Y a été présenté le manuel parlementaire pris en application de la résolution 1373 (2001) du Conseil de sécurité des Nations unies. Cette résolution de 2001 réaffirme que tout acte de terrorisme international, constitue une menace à la paix et à la sécurité internationales, réaffirme le droit naturel de légitime défense, individuelle ou collective, que  consacre la Charte des Nations Unies réaffirmé dans la résolution 1368  (2001), réaffirme la nécessité de lutter par tous les moyens, conformément à la Charte des Nations Unies, contre les menaces à la paix et à la sécurité internationales que font peser les actes de terrorisme.

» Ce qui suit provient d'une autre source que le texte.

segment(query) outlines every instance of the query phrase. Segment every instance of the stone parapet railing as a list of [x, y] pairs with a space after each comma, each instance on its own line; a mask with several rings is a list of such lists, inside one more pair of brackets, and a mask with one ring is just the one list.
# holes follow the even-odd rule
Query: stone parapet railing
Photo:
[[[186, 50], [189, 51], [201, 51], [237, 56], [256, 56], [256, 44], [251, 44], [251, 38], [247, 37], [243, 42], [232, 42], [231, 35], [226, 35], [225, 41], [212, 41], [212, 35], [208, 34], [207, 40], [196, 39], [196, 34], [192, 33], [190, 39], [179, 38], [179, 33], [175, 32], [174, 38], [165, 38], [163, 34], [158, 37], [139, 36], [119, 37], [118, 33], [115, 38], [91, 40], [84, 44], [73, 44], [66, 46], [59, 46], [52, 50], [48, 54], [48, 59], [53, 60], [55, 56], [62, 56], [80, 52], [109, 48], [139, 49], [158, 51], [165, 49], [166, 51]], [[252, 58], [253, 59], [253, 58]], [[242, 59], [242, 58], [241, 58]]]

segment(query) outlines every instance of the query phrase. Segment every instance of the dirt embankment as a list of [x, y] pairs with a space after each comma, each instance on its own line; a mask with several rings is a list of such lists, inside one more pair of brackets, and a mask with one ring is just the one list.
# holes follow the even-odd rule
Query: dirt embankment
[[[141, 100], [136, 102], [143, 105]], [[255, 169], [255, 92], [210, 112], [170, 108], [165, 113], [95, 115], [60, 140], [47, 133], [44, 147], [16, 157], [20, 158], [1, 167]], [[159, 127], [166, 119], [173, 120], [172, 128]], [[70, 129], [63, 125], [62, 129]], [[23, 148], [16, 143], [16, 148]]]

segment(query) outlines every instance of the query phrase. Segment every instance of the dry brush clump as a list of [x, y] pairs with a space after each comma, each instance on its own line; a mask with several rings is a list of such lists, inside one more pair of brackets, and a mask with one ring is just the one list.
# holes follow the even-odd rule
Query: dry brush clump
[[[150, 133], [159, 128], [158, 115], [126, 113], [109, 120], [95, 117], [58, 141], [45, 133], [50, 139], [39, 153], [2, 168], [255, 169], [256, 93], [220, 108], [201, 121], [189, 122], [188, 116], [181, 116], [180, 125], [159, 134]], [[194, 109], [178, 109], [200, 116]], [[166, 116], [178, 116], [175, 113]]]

Ledit livre comporte quatre chapitres relatifs à l’aperçu du rôle des parlements dans la mise en œuvre de la cette résolution du Conseil de sécurité Le chapitre II fixe les exigences imposées aux États membres. Le chapitre III est relatif au phénomène des combattants terroristes étrangers. Le chapitre IV traite des défis internationaux liés à la mise en œuvre de la résolution 1373 . Plusieurs questions sont traitées comme l’approche globale de la société et l’engagement de la société civile, la sauvegarde des droits de l’homme et la promotion d’ une compréhension commune, et la coopération internationale et régionale

Je suis intervenue sur l’Importance de la garantie et de la protection des droits de l’homme dans la prévention et la lutte contre le terrorisme. Voici le texte ayant servi de base à mon intervention.

J’ai défendu trois idées.

Limiter les droits serait en quelque sorte donner raison au terrorisme qui parie sur le chaos et essaie de délégitimer l’action du plus grand nombre, l’action citoyenne et pacifique.

Consolider les droits humains c’est accepter que les citoyens vivent normalement et améliorent l’acceptabilité de ce qui est l’exception.

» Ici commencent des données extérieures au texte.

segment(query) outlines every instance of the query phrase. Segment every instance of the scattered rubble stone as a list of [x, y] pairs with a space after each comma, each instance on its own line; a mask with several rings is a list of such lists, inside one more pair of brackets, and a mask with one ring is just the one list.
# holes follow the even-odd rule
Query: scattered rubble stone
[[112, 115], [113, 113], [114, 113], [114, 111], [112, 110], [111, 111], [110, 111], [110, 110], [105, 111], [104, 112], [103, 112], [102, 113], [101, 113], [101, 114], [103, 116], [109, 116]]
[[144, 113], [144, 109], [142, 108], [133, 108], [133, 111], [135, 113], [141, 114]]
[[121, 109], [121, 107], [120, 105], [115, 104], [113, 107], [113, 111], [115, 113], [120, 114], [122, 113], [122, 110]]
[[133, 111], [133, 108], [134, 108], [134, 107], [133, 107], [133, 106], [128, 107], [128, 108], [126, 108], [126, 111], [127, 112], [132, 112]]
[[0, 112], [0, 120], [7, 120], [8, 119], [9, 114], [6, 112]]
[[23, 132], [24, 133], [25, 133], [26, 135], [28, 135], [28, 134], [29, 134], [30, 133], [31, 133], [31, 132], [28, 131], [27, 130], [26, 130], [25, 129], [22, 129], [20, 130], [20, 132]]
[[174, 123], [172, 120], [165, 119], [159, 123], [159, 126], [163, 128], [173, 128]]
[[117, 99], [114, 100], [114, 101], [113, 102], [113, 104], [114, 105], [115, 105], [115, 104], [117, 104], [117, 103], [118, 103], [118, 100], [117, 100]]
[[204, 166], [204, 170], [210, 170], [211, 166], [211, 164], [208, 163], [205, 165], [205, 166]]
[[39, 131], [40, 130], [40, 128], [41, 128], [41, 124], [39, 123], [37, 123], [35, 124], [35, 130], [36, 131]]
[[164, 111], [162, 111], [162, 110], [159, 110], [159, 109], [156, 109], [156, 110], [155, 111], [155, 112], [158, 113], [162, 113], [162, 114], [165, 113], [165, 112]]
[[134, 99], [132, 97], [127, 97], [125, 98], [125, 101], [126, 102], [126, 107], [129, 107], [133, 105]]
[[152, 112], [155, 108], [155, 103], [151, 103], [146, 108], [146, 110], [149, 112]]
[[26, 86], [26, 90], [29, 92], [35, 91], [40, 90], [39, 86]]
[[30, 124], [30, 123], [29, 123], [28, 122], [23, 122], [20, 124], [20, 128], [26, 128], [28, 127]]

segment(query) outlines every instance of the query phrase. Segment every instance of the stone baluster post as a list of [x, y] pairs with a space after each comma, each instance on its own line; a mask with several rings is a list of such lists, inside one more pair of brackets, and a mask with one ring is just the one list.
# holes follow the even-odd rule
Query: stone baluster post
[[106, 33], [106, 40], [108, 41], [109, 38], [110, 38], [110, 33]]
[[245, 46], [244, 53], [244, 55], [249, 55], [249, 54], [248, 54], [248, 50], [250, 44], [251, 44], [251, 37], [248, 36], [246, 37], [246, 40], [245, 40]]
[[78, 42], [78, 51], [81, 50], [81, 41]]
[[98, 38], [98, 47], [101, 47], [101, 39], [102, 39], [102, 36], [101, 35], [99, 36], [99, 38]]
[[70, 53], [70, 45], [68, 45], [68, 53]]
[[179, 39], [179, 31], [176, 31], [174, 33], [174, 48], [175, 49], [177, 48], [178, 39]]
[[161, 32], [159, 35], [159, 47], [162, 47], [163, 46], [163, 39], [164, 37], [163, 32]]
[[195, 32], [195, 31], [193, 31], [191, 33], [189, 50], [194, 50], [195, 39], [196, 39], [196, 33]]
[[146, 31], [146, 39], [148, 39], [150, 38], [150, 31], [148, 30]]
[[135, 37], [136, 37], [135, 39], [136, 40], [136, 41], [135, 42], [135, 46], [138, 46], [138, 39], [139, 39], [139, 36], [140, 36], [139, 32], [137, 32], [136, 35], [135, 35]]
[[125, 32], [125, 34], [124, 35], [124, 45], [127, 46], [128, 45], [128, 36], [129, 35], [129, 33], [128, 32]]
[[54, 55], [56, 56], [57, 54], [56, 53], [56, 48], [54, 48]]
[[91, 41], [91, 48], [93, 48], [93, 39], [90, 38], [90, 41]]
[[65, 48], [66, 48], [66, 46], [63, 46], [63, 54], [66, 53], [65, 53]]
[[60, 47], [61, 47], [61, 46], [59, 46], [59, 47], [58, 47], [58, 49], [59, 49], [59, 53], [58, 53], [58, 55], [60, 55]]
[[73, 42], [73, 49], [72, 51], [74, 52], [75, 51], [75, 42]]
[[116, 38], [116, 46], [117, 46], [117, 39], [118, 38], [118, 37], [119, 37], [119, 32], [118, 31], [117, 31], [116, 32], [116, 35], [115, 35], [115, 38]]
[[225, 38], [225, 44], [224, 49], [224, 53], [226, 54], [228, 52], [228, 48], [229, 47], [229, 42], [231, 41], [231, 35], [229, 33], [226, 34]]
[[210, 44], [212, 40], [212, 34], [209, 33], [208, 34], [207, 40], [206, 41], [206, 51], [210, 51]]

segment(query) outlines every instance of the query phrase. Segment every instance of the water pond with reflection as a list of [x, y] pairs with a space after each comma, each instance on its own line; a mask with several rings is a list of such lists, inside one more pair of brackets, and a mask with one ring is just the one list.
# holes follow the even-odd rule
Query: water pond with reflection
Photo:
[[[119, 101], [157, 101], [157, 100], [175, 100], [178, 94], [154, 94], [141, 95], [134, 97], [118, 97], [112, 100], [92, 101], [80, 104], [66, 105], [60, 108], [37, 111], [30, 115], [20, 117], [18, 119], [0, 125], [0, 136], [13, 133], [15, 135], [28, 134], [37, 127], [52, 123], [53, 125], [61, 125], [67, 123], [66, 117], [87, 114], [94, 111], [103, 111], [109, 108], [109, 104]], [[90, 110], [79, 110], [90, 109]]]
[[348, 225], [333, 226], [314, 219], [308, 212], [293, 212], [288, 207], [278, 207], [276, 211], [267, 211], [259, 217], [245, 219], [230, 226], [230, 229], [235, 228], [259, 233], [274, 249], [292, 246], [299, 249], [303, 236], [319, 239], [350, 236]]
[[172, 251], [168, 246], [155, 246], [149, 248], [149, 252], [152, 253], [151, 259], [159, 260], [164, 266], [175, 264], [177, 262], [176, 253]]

Affirmer la place et le rôle des parlements permet d’anticiper et maitriser des législations d’exception, et en garantit l’évaluation et le contrôle

Le 9 mai mon propos a été axé sur

             l’attaque contre les lieux et symboles est un élément d’une stratégie pensée et menée pour affaiblir le corps social ;

             la loi doit être la même pour protéger toutes les croyances et les individus et cette protection va de pair avec la liberté d’expression dans ses différentes formes ;

             la prévention des actes violents et extrémistes contre les lieux et symboles doit pouvoir s’appuyer au-delà de la mise en œuvre de mesures de police et de justice sur des outils modernes d’anticipation, de suivi et de communication.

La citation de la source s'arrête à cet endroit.